With a clear disdain for business as usual, she’s preparing a sweeping agenda aimed at stimulating the local economy, slowing the tide of climate change and fostering equity and transparency in county government.
“I really feel like we live in this world of broken systems in government,” said Hopkins, 37. “My hope is that we take this crisis and use it to look at what isn’t working and work to forge something better for the community.”
On Tuesday, Hopkins was sworn into her second term in office by her daughter, Gillian Hopkins, 8, whose siblings, Addy, 5, and 1-year-old Linden, looked on, offering the occasional giggle while their mother assumed the role of chair.

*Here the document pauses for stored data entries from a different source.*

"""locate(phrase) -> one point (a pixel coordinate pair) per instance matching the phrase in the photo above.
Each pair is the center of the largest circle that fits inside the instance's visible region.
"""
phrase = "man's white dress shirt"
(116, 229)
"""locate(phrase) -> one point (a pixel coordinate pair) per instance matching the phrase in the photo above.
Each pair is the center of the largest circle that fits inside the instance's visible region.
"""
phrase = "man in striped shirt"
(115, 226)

“Back when I imagined my year as chair of the Board of Supervisors, it didn’t look like this,” Hopkins said, making her first remarks from her Forestville home. “I didn’t think I’d be hiding from my distance-learning children in a corner of my bedroom, my button-down shirt and suit jacket paired with my favorite comfy jeans and slippers.”
Hopkins, a Southern California native and Stanford alumna with two environmental degrees, likes to chalk up her political wins to a relentless work ethic, one that even her detractors acknowledge. She prepares meticulously but scoffs at the notion that she’s organized.
“I would say I thrive in chaos,” Hopkins said in an interview last month.
As a journalist between 2009 and 2013 with the Sonoma West Times & News, she made it a point of pride to write the longest, most detailed stories on government bureaucracy. Some of her biggest goals for 2021, she’ll acknowledge, involve wonkish efforts to shore up the county’s agenda setting and public notification processes. She plans to push for an all-encompassing public meeting with each of the nine city councils in the county, calling it a first for the county and demonstrating commitment to a sort of aspirational bureaucracy.
As recently as last month, Hopkins was pushing for a board discussion on the powers of the chair because, she said, each successive leader in the board’s rotation had approached the role differently. Hopkins has her own view.
“I think it’s really important to set the tone in terms of meeting leadership,” Hopkins said. “But I also think that it’s an opportunity to set the outward-facing tone for the county, to really identify and establish priorities that are within the framework of what the board supports.”
Supervisor David Rabbitt, the board’s senior incumbent, who has served as chair three times during his 10 years in office, eschews the notion the rotating role is responsible for driving board direction.